The software giant, like other tech groups, has tried unsuccessfully to compete with the Google search engine. The latter has even become more important again, relegating its so-called rivals to stooges.
The dominance of the Mountain View, Calif.-based group eventually sickened to the point where some rivals simply gave up. Bing, Microsoft's search engine, was the world's second most popular in 2022, with a measly 3.04% of the market share, according to Statcounter. That's far behind Alphabet's Google, with about 92.6% of the market share.
Yahoo came in third with 1.24% of search engine market share followed by the Russian search engine Yandex with 1%.
Invest $10 Billion
But Microsoft (MSFT) is convinced that the throne of Google has never been so fragile. This conviction is based on the emergence of ChatGPT, a conversational robot with which humans will be able to converse in a natural language. It has become the buzz tool in the tech circles since it was launched on November 30. It was created by Open AI.
The Redmond, Washington-based company plans to invest another $10 billion in OpenAI, the company that created ChatGPT, reports Bloomberg News. The two parties are in discussion. The terms on the table call for Microsoft to invest that money over several years. If agreed, the investment could value OpenAI at around $29 billion. However, the discussions began several years ago and the two parties had planned to conclude them at the end of 2022.
"We do not comment on speculation," a Microsoft spokesperson said in an emailed statement.
OpenAI did not immediately respond to a request for comment.
In 2019, Microsoft invested $1 billion in OpenAI, which was created in 2015 by tech luminaries such as Elon Musk.
In less than a month, the chatbot ChatGPT has been a dazzling success. From academics to techies to the general public, the artificial intelligence (AI) of the ChatGPT tool blows minds. Social networks and press articles in different languages are full of examples of the more than impressive results of those who have tested ChatGPT.
ChatGPT is an acronym which stands for "generative pre-trained transformer." It is a conversational robot with which humans will be able to converse in a natural language.
What is innovative is the fact that this artificial intelligence interface is perfectly at ease in a conversational mode: you can ask it a lot of questions one after the other, and expect clear answers.
ChatGPT Is the Buzzword
ChatGPT has answers to almost everything.
You can ask ChatGPT to write a film script, the plan of a thesis, or computer code. In short, it is a completely "generalist” robot. The most impressive thing, according to AI experts, is the fact that ChatGPT provides its answers both quickly and without any access to the internet.
Its knowledge is contained in its large virtual network of computer neurons.
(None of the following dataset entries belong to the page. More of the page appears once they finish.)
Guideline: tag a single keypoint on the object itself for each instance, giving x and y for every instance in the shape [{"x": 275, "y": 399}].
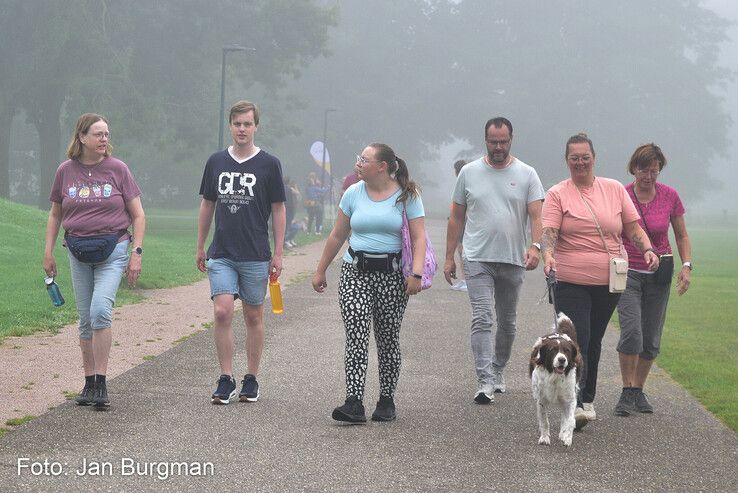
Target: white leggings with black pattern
[{"x": 366, "y": 297}]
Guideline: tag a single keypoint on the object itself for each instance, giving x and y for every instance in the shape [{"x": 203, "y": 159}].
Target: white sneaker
[
  {"x": 459, "y": 286},
  {"x": 580, "y": 418},
  {"x": 589, "y": 412},
  {"x": 485, "y": 394}
]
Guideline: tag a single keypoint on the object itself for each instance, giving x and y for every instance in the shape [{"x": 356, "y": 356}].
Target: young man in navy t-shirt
[{"x": 242, "y": 186}]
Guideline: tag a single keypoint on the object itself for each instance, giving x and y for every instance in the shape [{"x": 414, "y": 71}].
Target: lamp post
[
  {"x": 226, "y": 49},
  {"x": 325, "y": 145}
]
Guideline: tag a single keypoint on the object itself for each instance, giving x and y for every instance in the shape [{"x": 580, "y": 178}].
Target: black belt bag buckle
[{"x": 375, "y": 262}]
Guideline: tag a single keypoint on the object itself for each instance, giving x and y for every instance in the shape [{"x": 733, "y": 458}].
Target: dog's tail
[{"x": 565, "y": 326}]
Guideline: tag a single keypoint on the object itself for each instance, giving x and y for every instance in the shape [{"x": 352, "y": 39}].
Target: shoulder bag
[{"x": 429, "y": 265}]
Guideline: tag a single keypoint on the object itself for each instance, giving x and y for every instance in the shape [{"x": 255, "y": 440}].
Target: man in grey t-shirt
[{"x": 494, "y": 200}]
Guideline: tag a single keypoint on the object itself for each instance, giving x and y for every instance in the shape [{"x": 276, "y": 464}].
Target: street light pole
[
  {"x": 325, "y": 136},
  {"x": 226, "y": 49},
  {"x": 325, "y": 146}
]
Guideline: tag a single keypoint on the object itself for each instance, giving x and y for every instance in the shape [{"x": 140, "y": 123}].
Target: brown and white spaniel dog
[{"x": 555, "y": 367}]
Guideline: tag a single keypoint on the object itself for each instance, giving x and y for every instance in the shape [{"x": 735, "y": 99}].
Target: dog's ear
[{"x": 541, "y": 356}]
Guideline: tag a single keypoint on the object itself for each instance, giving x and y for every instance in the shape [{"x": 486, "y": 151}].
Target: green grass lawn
[
  {"x": 701, "y": 331},
  {"x": 698, "y": 345},
  {"x": 25, "y": 306}
]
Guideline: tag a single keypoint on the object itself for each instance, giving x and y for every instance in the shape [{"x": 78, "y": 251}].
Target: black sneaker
[
  {"x": 226, "y": 390},
  {"x": 385, "y": 409},
  {"x": 626, "y": 403},
  {"x": 85, "y": 396},
  {"x": 351, "y": 412},
  {"x": 250, "y": 389},
  {"x": 100, "y": 395},
  {"x": 641, "y": 402}
]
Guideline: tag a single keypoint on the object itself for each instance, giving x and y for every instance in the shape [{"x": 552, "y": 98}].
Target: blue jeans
[
  {"x": 483, "y": 280},
  {"x": 95, "y": 287}
]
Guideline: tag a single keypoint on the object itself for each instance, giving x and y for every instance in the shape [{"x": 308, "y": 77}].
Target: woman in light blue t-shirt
[{"x": 372, "y": 287}]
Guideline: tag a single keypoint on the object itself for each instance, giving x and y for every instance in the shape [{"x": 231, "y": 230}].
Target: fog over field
[{"x": 420, "y": 75}]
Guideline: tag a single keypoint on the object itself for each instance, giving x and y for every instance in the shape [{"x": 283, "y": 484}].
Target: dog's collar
[{"x": 558, "y": 336}]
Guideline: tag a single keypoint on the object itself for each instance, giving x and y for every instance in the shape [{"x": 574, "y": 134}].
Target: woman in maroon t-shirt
[
  {"x": 93, "y": 195},
  {"x": 642, "y": 307}
]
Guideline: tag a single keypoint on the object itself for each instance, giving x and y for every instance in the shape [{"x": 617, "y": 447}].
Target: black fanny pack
[
  {"x": 665, "y": 271},
  {"x": 376, "y": 262},
  {"x": 92, "y": 249}
]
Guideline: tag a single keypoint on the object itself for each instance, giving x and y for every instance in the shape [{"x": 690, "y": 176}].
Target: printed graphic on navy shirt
[{"x": 243, "y": 194}]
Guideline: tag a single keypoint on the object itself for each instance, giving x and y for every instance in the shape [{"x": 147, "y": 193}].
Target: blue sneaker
[
  {"x": 250, "y": 390},
  {"x": 226, "y": 390}
]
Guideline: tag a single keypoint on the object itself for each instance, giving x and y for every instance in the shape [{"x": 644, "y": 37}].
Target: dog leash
[{"x": 551, "y": 283}]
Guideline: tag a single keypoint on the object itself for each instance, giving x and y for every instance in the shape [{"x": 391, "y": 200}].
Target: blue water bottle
[{"x": 54, "y": 291}]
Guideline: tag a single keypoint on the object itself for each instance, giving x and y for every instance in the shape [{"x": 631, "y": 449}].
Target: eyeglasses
[
  {"x": 584, "y": 159},
  {"x": 500, "y": 143},
  {"x": 362, "y": 160},
  {"x": 644, "y": 172}
]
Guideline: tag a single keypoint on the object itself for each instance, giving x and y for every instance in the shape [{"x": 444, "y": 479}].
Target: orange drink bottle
[{"x": 275, "y": 293}]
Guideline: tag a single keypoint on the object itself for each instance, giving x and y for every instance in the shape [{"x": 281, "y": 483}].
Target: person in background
[
  {"x": 95, "y": 194},
  {"x": 314, "y": 197},
  {"x": 242, "y": 186},
  {"x": 494, "y": 200},
  {"x": 574, "y": 250},
  {"x": 460, "y": 285},
  {"x": 642, "y": 307},
  {"x": 292, "y": 196},
  {"x": 373, "y": 289}
]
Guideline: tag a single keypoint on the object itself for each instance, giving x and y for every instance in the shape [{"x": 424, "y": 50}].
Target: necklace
[{"x": 89, "y": 167}]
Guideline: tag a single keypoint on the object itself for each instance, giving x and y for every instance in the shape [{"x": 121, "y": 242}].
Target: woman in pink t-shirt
[
  {"x": 642, "y": 307},
  {"x": 95, "y": 195},
  {"x": 573, "y": 248}
]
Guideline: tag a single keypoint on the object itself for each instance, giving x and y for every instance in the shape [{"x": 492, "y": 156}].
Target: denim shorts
[
  {"x": 246, "y": 280},
  {"x": 95, "y": 288}
]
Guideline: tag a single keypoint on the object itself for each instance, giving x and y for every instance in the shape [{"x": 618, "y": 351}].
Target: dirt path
[{"x": 37, "y": 371}]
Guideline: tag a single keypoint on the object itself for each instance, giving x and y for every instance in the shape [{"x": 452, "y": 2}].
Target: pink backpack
[{"x": 429, "y": 266}]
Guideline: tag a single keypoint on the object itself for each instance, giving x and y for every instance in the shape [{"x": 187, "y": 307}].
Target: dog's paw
[{"x": 566, "y": 438}]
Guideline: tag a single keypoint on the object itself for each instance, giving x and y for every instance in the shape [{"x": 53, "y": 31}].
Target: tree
[{"x": 150, "y": 67}]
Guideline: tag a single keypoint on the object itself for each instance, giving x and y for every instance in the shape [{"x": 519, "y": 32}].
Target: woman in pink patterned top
[{"x": 642, "y": 307}]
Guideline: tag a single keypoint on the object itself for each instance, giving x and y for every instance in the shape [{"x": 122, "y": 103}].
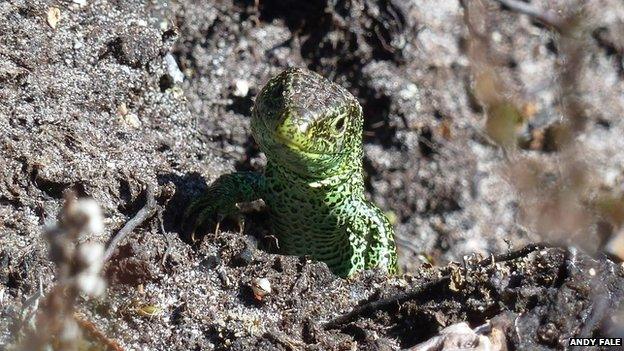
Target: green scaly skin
[{"x": 311, "y": 132}]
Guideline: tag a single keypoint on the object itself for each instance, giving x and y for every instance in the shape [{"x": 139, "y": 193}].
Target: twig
[
  {"x": 548, "y": 17},
  {"x": 418, "y": 292},
  {"x": 146, "y": 212},
  {"x": 514, "y": 254},
  {"x": 95, "y": 334}
]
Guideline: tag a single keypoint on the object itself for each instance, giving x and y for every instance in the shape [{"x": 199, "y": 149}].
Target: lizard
[{"x": 310, "y": 130}]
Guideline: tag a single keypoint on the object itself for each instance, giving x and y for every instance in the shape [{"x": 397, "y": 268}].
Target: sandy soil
[{"x": 114, "y": 95}]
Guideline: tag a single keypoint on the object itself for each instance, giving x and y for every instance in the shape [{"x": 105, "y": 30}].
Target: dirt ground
[{"x": 486, "y": 130}]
The engineers and developers behind ChatGPT started by providing it with large amounts of texts, before asking it various questions and systematically noting down all its answers. They then classified them to improve them on the basis of both quality, precision, usefulness, and, finally, with a view to reduce the toxicity of the answers.
The ChatGPT application is based on another model, one built in 2020 and called GPT-3. This previous model has swallowed up so much text and has so many parameters, so many nodes in its computer neural network, that it is able to generate text extremely fluidly.
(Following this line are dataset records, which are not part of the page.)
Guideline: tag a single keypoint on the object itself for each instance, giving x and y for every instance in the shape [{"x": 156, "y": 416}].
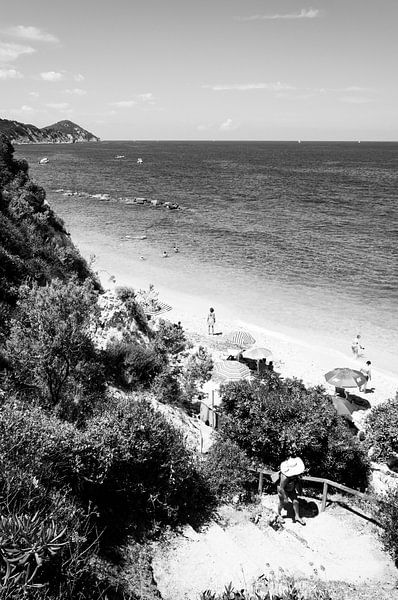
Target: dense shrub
[
  {"x": 227, "y": 470},
  {"x": 133, "y": 308},
  {"x": 50, "y": 348},
  {"x": 128, "y": 462},
  {"x": 33, "y": 240},
  {"x": 131, "y": 365},
  {"x": 382, "y": 430},
  {"x": 265, "y": 419},
  {"x": 170, "y": 340},
  {"x": 197, "y": 371},
  {"x": 167, "y": 388},
  {"x": 272, "y": 588}
]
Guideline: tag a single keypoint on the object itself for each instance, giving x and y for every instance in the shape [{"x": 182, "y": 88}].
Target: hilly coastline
[{"x": 62, "y": 132}]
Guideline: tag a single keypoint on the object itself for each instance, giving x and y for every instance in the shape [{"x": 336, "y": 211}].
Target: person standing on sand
[
  {"x": 289, "y": 486},
  {"x": 367, "y": 371},
  {"x": 356, "y": 346},
  {"x": 211, "y": 319}
]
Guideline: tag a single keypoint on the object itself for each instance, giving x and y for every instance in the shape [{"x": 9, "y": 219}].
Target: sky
[{"x": 204, "y": 69}]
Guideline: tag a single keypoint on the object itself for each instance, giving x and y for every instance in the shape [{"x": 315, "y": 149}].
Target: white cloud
[
  {"x": 10, "y": 74},
  {"x": 243, "y": 87},
  {"x": 28, "y": 32},
  {"x": 58, "y": 105},
  {"x": 124, "y": 103},
  {"x": 76, "y": 92},
  {"x": 148, "y": 97},
  {"x": 227, "y": 125},
  {"x": 355, "y": 100},
  {"x": 305, "y": 13},
  {"x": 10, "y": 52},
  {"x": 51, "y": 76}
]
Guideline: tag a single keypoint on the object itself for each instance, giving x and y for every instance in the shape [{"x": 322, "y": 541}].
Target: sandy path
[{"x": 334, "y": 546}]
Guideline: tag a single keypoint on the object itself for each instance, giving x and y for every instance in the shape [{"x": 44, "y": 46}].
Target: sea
[{"x": 294, "y": 237}]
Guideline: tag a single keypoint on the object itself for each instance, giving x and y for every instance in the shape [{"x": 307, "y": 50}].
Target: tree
[
  {"x": 50, "y": 349},
  {"x": 266, "y": 417},
  {"x": 382, "y": 430}
]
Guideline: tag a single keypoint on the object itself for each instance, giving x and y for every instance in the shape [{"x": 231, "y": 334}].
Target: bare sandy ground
[
  {"x": 333, "y": 546},
  {"x": 294, "y": 357}
]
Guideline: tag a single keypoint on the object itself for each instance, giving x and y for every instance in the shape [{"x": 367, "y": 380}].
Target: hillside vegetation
[
  {"x": 91, "y": 469},
  {"x": 61, "y": 132}
]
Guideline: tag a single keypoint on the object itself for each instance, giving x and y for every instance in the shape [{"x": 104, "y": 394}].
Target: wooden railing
[{"x": 326, "y": 484}]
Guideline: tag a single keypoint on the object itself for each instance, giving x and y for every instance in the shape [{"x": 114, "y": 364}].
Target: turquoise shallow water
[{"x": 297, "y": 236}]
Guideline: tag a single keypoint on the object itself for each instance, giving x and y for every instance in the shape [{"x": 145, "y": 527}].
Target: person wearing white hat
[{"x": 290, "y": 486}]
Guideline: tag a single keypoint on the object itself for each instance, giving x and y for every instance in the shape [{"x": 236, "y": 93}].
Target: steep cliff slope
[{"x": 58, "y": 133}]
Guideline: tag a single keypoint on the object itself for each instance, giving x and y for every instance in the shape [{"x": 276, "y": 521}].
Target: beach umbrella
[
  {"x": 240, "y": 338},
  {"x": 345, "y": 377},
  {"x": 212, "y": 388},
  {"x": 157, "y": 308},
  {"x": 231, "y": 370},
  {"x": 257, "y": 354}
]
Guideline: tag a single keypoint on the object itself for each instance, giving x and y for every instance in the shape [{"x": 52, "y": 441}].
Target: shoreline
[{"x": 294, "y": 356}]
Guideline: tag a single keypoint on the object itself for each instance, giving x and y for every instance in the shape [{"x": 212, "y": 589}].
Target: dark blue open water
[{"x": 300, "y": 236}]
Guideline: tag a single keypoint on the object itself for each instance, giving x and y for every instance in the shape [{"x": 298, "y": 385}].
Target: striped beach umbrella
[
  {"x": 157, "y": 308},
  {"x": 240, "y": 338},
  {"x": 344, "y": 377},
  {"x": 231, "y": 370},
  {"x": 257, "y": 353}
]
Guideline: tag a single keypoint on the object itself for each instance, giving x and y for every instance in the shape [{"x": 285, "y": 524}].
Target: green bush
[
  {"x": 226, "y": 469},
  {"x": 167, "y": 389},
  {"x": 272, "y": 588},
  {"x": 197, "y": 371},
  {"x": 133, "y": 308},
  {"x": 128, "y": 462},
  {"x": 265, "y": 419},
  {"x": 51, "y": 351},
  {"x": 382, "y": 430},
  {"x": 131, "y": 365},
  {"x": 169, "y": 340},
  {"x": 387, "y": 515}
]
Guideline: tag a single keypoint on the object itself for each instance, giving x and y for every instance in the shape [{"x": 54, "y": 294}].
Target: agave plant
[{"x": 26, "y": 542}]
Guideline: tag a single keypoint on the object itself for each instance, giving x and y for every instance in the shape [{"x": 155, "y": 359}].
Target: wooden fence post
[
  {"x": 260, "y": 483},
  {"x": 324, "y": 496}
]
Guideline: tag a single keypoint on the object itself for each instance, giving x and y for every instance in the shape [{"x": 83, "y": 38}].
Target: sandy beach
[{"x": 295, "y": 355}]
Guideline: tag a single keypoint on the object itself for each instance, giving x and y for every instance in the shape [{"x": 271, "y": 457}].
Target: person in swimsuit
[
  {"x": 289, "y": 487},
  {"x": 211, "y": 319},
  {"x": 367, "y": 371}
]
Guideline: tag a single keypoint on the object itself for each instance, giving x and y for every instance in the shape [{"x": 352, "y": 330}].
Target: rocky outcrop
[{"x": 63, "y": 132}]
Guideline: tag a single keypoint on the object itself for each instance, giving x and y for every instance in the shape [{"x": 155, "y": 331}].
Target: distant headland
[{"x": 59, "y": 133}]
Two skills of ChatGPT are considered resolutely innovative: the robot's ability to break down a relatively complex task into several small elementary tasks, as a computer program would do, in order to facilitate its execution for the benefit of humans.
The success of ChatGPT has led many schools to ban the tool. This is the case in New York where students are prohibited from having access to it, since it can generate essays and papers easily.
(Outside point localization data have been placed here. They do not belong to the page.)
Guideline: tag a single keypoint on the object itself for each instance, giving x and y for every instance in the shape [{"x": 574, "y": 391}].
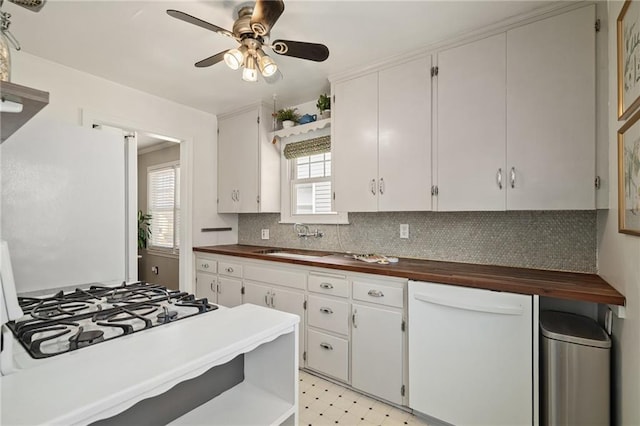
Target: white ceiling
[{"x": 135, "y": 43}]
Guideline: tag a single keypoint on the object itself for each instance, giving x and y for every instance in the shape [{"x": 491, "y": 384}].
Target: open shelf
[
  {"x": 301, "y": 129},
  {"x": 244, "y": 404}
]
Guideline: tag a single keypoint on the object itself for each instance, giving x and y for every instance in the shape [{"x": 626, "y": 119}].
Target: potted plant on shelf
[
  {"x": 288, "y": 117},
  {"x": 324, "y": 106},
  {"x": 144, "y": 229}
]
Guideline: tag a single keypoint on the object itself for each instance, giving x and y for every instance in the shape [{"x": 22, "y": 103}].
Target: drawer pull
[{"x": 375, "y": 293}]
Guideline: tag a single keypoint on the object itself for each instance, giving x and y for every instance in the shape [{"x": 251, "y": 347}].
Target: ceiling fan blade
[
  {"x": 199, "y": 22},
  {"x": 265, "y": 14},
  {"x": 276, "y": 77},
  {"x": 211, "y": 60},
  {"x": 299, "y": 49}
]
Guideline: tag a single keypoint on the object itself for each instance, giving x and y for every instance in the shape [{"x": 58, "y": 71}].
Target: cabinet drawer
[
  {"x": 206, "y": 265},
  {"x": 326, "y": 284},
  {"x": 328, "y": 354},
  {"x": 288, "y": 278},
  {"x": 332, "y": 315},
  {"x": 382, "y": 294},
  {"x": 230, "y": 269}
]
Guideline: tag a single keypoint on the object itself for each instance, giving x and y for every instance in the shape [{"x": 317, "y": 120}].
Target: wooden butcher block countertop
[{"x": 563, "y": 285}]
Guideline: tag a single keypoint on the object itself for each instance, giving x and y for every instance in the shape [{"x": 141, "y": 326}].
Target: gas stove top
[{"x": 65, "y": 322}]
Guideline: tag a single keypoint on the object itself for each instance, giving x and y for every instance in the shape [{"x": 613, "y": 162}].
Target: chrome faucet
[{"x": 303, "y": 231}]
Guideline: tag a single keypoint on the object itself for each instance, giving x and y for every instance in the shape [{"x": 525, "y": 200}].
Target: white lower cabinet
[
  {"x": 280, "y": 299},
  {"x": 328, "y": 354},
  {"x": 471, "y": 355},
  {"x": 377, "y": 353}
]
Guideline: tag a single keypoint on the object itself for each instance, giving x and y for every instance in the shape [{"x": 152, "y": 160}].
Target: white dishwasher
[{"x": 471, "y": 355}]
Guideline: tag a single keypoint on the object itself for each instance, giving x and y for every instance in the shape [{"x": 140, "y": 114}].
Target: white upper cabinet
[
  {"x": 516, "y": 118},
  {"x": 382, "y": 140},
  {"x": 471, "y": 141},
  {"x": 248, "y": 164},
  {"x": 551, "y": 113}
]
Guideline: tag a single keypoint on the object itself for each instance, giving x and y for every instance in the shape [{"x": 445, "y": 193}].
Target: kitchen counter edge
[{"x": 559, "y": 284}]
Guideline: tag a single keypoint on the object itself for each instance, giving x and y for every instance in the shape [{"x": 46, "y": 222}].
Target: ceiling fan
[{"x": 251, "y": 29}]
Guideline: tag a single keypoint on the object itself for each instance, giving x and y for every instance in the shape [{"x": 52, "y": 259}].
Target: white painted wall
[
  {"x": 72, "y": 92},
  {"x": 619, "y": 261}
]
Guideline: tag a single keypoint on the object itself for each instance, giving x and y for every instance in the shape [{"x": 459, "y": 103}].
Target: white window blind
[{"x": 163, "y": 187}]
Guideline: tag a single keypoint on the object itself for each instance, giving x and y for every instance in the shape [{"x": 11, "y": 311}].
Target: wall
[
  {"x": 167, "y": 265},
  {"x": 73, "y": 93},
  {"x": 619, "y": 261},
  {"x": 560, "y": 240}
]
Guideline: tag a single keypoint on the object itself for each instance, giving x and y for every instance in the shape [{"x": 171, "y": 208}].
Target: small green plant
[
  {"x": 324, "y": 103},
  {"x": 288, "y": 114},
  {"x": 144, "y": 229}
]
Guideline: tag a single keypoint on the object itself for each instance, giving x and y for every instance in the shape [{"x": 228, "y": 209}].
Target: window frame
[
  {"x": 287, "y": 186},
  {"x": 175, "y": 250}
]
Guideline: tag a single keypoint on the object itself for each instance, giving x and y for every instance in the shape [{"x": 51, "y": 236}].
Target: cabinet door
[
  {"x": 229, "y": 292},
  {"x": 355, "y": 144},
  {"x": 292, "y": 302},
  {"x": 471, "y": 141},
  {"x": 206, "y": 286},
  {"x": 404, "y": 137},
  {"x": 238, "y": 162},
  {"x": 377, "y": 352},
  {"x": 257, "y": 294},
  {"x": 551, "y": 113}
]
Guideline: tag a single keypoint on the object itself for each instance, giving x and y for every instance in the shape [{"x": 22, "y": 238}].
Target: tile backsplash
[{"x": 557, "y": 240}]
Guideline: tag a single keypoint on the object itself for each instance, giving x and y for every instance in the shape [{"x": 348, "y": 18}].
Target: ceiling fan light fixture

But for Microsoft ChatGPT is a huge boon. The company is preparing to launch a version of its search engine Bing that uses the artificial intelligence behind the tool to answer some search queries rather than just showing a list of links, according to media reports.
Microsoft hopes the new feature, which could launch before the end of March, will help it outflank Google.
ChatGPT has attracted more than a million users since launching in November.